Different EQ settings will change the gain and mess up any attempts to volume level. One has to set a EQ setting across all the songs in a group or genre or playlist, without those songs being included in another. So all Classic Rock can get a Rock EQ, Pop gets a Pop EQ setting and so on without the two genre's mixing. If you mix genres or groups or playlists with different EQ settings, your songs won't be volume leveled anymore. It would be nice to EQ set a playlist that over rides the songs EQ setting though.

Mp3Gain alters the sound files, this is not good. It can only alter the gain so much before clipping occurs and you lose quality and even portions of the songs. If you turn off clipping, then it doesn't truly volume level and you'll get a blast every once in awhile. If you don't care about quality and want to burn cd's then this is the way to go.

iVolume works great and levels the all the songs using the Sound Check feature of iTunes by adjusting to what a person hears. Sound Check levels the gain going out of iTunes or a iPod before it hits speakers or a stereo system without altering the song file itself. As long as you use a device that uses Sound Check, like a iPod or iTunes connected to a stereo system, your fine and won't be grabbing the remote constantly. The price is well worth it in my opinion, I have been happy ever since I iVolumed my 8000 song collection.

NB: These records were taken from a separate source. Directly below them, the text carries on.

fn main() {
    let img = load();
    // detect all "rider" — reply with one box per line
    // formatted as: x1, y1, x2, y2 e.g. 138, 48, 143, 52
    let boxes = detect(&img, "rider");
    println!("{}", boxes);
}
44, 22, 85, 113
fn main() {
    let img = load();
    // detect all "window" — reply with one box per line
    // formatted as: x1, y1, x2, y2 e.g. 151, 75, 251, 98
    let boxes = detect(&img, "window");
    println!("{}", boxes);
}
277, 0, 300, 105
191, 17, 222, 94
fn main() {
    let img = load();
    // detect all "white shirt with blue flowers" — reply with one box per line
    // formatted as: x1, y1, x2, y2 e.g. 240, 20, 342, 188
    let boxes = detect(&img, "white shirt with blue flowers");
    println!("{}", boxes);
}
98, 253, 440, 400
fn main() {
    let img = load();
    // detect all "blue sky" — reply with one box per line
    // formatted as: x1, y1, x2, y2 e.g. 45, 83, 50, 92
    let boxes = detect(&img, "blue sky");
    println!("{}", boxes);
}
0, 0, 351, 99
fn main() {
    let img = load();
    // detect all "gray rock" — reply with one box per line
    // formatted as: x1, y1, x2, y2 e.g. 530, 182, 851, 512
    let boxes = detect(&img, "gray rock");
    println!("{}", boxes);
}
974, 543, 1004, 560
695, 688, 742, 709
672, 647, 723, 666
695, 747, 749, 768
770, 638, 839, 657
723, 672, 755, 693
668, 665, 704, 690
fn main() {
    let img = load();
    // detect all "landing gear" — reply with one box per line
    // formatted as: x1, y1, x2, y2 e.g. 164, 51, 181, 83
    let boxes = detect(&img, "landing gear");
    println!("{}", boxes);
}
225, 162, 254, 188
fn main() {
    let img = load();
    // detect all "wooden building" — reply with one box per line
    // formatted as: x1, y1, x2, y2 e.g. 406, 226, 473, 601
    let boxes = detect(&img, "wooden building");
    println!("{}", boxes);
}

And if you update your operating system you have to also update programs as well, so complaining about the price for a update is just idiotic. Snow Leopard offers no real big advantage right now and is prone to a lot of problems.



[ Reply to This | # ]
Use a third-party MP3 volume normalization tool in iTunes
Authored by: mlilback on Mar 10, '11 02:53:19PM

It appears that iVolume is $30 on the developer's website, but $20 in the Mac app store. So I'd have to agree with the conclusion that the developer is delusional.

I'm going to try out id3gain first, though.